Runway Gen-4 Aleph (first-party).
This model gets stronger as the shot becomes more explicit. Give it a subject, a move, a frame, and a mood so the output feels directed instead of guessed.
Best results start with a directed prompt or a strong first frame.
Runway Gen-4 Aleph on Pixio is Runway’s video-to-video and in-context editing model. Transform existing video: add or remove objects, change lighting, restyle the look, generate new camera angles, or create “next shot” continuations—all with text prompts and optional reference images. Max duration per run is typically ~5 seconds at higher credit cost; chain runs for longer edits. Use it when you have footage and want to change its style or content while keeping motion and timing.
Runway Gen-4 Aleph on Pixio is Runway’s video-to-video and in-context editing model. Transform existing video: add or remove objects, change lighting, restyle the look, generate new camera angles, or create “next shot” continuations—all with text prompts and optional reference images. Max duration per run is typically ~5 seconds at higher credit cost; chain runs for longer edits. Use it when you have footage and want to change its style or content while keeping motion and timing.
| Mode | Input | Best for |
|---|---|---|
| Video to Video | Existing video + prompt (± reference image) | Restyle, change lighting, add/remove objects; keep motion |
| In-context edit | Video + prompt (e.g. “next shot”, new angle) | Continuations, new camera angles, guided transformation |
| Option | Values | Notes |
|---|---|---|
| Duration | ~5s per generation (max per run) | Chain multiple runs for longer sequences |
| Credits | Higher per second (e.g. ~15/sec in some plans) | Check Pixio for current rates |
| Reference | Optional image | Restyled first frame or style reference to guide the transform |
Credits depend on duration and plan; Aleph typically costs more per second than image-to-video. Check the model card in Pixio for current rates.

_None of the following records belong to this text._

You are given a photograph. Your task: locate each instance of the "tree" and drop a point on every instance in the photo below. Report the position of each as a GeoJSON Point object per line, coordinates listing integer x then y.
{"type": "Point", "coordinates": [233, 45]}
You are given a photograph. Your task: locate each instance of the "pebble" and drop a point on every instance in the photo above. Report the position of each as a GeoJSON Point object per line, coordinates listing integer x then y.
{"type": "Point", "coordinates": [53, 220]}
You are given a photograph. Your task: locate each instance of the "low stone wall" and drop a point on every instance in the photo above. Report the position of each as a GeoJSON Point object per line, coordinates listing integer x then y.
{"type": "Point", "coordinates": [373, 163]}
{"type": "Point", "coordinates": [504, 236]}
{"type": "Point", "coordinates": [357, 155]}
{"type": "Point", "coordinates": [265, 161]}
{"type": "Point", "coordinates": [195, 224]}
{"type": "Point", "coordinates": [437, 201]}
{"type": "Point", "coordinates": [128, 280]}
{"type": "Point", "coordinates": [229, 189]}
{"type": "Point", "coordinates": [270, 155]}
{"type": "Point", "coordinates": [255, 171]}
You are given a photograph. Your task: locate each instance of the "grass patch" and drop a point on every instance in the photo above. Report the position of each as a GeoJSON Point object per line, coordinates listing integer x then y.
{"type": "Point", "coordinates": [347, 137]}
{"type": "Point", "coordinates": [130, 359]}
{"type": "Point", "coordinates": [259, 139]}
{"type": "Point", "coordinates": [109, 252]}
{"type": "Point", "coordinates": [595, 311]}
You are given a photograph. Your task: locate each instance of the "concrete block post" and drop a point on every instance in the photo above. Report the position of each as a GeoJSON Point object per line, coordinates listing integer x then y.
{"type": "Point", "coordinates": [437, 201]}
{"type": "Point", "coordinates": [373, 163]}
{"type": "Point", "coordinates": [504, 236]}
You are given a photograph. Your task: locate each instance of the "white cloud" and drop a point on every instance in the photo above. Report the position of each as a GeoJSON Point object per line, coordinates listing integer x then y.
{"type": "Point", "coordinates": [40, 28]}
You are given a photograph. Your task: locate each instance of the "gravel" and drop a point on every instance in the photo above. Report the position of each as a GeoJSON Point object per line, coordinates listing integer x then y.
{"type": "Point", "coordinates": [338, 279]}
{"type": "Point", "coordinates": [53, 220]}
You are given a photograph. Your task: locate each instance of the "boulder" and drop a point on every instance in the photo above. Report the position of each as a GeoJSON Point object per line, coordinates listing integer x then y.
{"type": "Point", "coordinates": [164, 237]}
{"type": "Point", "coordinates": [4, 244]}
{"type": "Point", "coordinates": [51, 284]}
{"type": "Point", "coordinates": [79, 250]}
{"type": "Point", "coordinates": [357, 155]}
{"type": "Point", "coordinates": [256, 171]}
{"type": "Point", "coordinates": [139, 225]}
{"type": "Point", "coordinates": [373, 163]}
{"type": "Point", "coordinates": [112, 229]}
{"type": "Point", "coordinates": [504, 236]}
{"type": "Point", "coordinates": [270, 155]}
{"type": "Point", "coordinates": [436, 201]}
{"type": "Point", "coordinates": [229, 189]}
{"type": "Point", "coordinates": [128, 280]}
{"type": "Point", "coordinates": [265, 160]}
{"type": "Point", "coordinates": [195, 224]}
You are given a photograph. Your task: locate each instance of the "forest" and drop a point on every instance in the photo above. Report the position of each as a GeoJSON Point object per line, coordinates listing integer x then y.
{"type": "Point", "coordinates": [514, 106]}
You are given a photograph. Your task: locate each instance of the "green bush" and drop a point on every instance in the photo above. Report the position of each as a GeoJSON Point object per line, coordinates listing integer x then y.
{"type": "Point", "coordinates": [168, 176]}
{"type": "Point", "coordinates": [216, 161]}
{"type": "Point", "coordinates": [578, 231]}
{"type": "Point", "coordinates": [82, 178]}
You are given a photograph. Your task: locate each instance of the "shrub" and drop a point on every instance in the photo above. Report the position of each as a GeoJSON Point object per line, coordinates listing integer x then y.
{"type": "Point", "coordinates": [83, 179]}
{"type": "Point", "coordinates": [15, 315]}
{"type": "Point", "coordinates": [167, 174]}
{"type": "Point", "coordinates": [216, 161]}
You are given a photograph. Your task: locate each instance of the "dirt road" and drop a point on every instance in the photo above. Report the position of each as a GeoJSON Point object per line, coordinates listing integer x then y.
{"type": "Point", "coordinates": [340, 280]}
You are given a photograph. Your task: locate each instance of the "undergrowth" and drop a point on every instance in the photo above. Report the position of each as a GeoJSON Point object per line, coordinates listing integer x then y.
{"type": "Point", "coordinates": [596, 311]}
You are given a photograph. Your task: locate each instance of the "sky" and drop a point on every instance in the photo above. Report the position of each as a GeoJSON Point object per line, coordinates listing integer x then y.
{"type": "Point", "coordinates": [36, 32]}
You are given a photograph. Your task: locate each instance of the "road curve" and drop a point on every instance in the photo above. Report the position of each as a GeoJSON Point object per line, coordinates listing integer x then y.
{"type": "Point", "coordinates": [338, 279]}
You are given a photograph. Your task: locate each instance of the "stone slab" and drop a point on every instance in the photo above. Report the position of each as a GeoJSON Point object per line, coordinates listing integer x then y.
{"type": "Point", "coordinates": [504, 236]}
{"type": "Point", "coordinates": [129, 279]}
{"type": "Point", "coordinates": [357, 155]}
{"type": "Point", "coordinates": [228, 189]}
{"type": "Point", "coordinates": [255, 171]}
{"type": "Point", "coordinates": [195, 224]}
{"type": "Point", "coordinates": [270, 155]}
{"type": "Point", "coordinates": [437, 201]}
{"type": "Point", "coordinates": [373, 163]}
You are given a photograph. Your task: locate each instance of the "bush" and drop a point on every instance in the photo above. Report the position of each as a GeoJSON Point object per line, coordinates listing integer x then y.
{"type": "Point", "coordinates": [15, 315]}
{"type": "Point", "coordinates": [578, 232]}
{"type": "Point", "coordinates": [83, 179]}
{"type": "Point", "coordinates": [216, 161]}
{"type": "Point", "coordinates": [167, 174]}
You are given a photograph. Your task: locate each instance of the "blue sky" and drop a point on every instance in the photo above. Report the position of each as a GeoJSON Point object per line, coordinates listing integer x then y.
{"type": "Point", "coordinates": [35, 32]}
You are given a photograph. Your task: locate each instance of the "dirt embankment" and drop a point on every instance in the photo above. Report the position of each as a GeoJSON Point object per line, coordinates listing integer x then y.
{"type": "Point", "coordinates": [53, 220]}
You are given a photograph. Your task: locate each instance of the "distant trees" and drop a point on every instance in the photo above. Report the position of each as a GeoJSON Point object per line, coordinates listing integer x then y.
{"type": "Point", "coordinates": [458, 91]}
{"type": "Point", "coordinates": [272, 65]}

Aleph doesn’t generate from a single still—it takes video in and changes how it looks or what’s in it. Use a text prompt (e.g. “make it look like an oil painting”) or a stylized first frame so the model carries that look through the clip. You can add/remove objects, change lighting, or generate a “next shot” that continues the action. Motion and timing stay intact; only appearance or content changes. Pair with Gen-4 image-to-video for new shots and Gen-4 Upscale for 4K delivery.
| Scenario | Best choice |
|---|---|
| Restyle or edit existing video | Gen-4 Aleph |
| Generate new video from image | Gen-4 (Image to Video) or Gen-4 Turbo |
| Cinema-grade from scratch or keyframe | Seedance 2 Pro |
| Quick draft from image | Kling or Gen-4 Turbo |
| 4K upscale | Gen-4 Upscale |
Start with a strong first frame when consistency matters more than surprise.
Keep each prompt focused on one primary motion direction.
Use shorter runs for iteration, then scale up for finals.
For narratives, structure the idea as Shot 1 / Shot 2 / Shot 3 instead of one flat blob.
A strong video prompt gives the scene a subject, a move, camera behavior, and a mood to hold onto.
Start from language and push for camera intent, pacing, atmosphere, and shot design in one move.
Start from a frame or reference when consistency matters more than improvisation.
Continue or refine the clip without throwing away the visual language you already established.
Runway Gen-4 Aleph works well when the prompt needs motion, framing, and visual direction, not just subject matter.
Use it for sequences that need a strong first frame, continuity, or a clearly controlled camera idea.
Treat each generation like a shot brief instead of a loose caption to get more cinematic outputs.
Start with either a directed text brief or a strong frame, depending on how locked the look already is.
Write the motion like a director: subject, action, camera behavior, environment, lighting, and tone.
Iterate fast on shorter runs, then move to stronger finals once the rhythm feels right.
Use it to build a stronger first frame, then hand that frame to the video model for motion and continuity.
Pair it with frame extraction, merge tools, or image prep so the motion workflow stays clean end to end.